Il 28 Gennaio 1986, dopo aver ritardato la partenza per cinque volte a causa del meteo, la navicella spaziale Challenger partì in direzione del cielo, con tra scintille e un forte boato. Solamente 73 secondi dopo, un errore di sistema fece esplodere la navicella, e i sette membri dell’equipaggio perirono.
Il disastro fu attribuito alla rottura di una guarnizione detta O-ring, della quale si conosceva la vulnerabilità. Persone all’interno dell’agenzia spaziale riferirono che l’errore fatale era da attribuire alla “corsa allo spazio”, alla smania di chi tende ad ignorare precauzioni nella fretta di arrivare a grandi risultati.

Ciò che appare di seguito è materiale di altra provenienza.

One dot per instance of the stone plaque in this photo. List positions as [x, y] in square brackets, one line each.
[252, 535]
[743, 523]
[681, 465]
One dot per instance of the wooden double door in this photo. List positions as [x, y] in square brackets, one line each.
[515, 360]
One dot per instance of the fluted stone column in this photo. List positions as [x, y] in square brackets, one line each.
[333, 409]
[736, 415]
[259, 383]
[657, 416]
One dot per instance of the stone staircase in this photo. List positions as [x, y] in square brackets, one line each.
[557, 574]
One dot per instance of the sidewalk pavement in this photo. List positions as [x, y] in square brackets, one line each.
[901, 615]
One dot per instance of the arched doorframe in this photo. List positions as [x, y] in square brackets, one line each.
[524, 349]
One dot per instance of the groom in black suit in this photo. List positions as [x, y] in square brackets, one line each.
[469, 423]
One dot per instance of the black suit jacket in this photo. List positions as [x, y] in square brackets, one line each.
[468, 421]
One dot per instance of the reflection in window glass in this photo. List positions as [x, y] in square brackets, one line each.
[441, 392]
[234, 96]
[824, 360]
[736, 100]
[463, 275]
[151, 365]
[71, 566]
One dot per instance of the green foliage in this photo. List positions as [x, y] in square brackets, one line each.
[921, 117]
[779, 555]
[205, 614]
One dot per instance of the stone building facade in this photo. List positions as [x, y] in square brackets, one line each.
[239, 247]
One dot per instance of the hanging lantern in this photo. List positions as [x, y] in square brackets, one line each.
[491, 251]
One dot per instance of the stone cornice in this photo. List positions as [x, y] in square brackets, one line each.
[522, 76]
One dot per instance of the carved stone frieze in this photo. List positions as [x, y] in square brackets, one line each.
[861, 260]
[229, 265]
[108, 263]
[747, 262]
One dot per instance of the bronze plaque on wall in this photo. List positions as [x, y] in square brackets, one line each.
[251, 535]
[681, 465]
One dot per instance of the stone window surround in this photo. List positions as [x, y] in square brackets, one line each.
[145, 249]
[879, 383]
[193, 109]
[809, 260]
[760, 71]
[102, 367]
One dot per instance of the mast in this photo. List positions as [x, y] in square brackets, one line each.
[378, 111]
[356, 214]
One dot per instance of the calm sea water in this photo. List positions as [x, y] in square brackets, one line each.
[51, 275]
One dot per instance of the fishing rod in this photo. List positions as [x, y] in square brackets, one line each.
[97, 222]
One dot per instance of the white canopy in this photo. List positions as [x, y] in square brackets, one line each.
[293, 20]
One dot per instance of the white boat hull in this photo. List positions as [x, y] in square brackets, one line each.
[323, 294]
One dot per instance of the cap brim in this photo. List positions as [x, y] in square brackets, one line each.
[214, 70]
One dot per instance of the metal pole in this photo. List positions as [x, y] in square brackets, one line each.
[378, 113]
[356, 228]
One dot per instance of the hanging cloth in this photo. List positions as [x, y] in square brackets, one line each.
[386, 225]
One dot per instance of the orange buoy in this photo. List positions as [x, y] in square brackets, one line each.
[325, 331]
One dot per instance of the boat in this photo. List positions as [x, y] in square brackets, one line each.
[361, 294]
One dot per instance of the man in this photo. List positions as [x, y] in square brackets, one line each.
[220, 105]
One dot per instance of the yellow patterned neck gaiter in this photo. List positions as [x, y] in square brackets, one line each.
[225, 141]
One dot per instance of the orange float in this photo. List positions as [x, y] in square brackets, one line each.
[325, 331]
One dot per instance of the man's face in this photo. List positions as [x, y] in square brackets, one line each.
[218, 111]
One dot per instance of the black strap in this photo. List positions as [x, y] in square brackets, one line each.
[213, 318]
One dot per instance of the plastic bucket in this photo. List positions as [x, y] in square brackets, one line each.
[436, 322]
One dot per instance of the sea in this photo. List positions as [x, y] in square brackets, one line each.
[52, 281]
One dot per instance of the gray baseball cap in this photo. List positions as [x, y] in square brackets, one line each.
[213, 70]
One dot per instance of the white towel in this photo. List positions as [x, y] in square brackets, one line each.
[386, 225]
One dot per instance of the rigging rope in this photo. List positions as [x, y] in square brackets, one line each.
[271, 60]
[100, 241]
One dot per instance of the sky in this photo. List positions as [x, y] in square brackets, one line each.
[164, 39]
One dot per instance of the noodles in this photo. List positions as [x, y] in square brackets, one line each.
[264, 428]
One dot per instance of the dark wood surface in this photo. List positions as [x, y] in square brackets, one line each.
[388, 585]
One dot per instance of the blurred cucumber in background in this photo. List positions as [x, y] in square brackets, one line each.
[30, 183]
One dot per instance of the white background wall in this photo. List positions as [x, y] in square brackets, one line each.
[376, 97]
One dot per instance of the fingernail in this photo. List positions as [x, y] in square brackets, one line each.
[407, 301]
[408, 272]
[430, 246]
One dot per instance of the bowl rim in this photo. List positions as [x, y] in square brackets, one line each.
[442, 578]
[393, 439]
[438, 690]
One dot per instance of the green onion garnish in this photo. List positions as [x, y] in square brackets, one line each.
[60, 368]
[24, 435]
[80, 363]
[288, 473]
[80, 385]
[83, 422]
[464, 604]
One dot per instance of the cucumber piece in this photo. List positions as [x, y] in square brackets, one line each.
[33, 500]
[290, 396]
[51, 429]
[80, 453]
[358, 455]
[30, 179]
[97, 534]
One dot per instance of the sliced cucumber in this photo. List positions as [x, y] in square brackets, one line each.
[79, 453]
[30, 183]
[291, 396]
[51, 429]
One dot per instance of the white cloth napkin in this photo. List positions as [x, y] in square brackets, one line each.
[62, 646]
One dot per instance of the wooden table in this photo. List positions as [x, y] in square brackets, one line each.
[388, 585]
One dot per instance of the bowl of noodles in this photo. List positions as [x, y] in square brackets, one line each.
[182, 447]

La nostra ambiziosa natura umana ci tenta continuamente a compiere scelte mal consigliate. Ma al tempo stesso siamo anche inclini alla paura, cosa che può renderci eccessivamente cauti. L’antico popolo degli Israeliti mostra entrambi i tratti. Quando le 12 spie tornarono dalla missione di osservazione della Terra Promessa, 10 di loro parlarono solo di ostacoli (Numeri 13:26-33). “Noi non siamo capaci di salire contro questo popolo, perché è più forte di noi”, dissero (v.31). Dopo una spaventosa ribellione contro il Signore che causò la morte delle 10 spie, il popolo sviluppò improvvisamente una specie di “corsa alla conquista”. Essi dissero: “Eccoci qua; noi saliremo al luogo di cui ha parlato il SIGNORE” (14:40). Senza Dio, questa invasione pianificata al momento sbagliato, fallì miseramente (vv.41-45).
Quando togliamo il nostro sguardo dal Signore, possiamo scivolare verso due estremi. Possiamo affrettarci con impazienza senza Dio, o ritirarci e lamentarci nella paura. Guardare a Lui porta ad un atteggiamento di coraggio, dosato con la Sua saggezza.